Now when we plot actual length against time, we have a perfectly definite thing. When we differentiate this L ⁄ T, we have dL ⁄ dT, which is (of course) velocity; and from this, by a second differentiation, we obtain d2 L ⁄ dT2 , that is to say, the acceleration. {73}
But when you take percentages of y, you are determining dy ⁄ y, and when you plot this against dx, you have
(dy ⁄ y) ⁄ dx, or dy ⁄ (y · dx), or (1 ⁄ y) · (dy ⁄ dx),
that is to say, you are multiplying the thing you wish to represent by another quantity which is itself continually varying; and the result is that you are dealing with something very much less easily grasped by the mind than the original factors.
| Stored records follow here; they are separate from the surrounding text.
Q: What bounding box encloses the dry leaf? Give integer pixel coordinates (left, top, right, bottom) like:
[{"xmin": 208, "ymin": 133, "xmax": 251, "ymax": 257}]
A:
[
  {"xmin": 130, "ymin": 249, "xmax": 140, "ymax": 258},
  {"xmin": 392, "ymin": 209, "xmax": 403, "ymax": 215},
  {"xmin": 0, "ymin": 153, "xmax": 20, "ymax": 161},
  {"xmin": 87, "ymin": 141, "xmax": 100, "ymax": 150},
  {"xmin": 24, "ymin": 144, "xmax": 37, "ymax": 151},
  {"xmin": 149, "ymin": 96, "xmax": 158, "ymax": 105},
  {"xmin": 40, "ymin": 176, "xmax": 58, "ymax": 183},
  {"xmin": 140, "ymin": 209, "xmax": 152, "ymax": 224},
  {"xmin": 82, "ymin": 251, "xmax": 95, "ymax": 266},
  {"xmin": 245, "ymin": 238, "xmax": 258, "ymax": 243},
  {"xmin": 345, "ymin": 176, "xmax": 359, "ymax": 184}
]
Professor Minot is, of course, dealing with a perfectly legitimate function of x and y; and his method is practically tantamount to plotting log y against x, that is to say, the logarithm of the increment against the time. This could only be defended and justified if it led to some simple result, for instance if it gave us a straight line, or some other simpler curve than our usual curves of growth. As a matter of fact, it is manifest that it does nothing of the kind.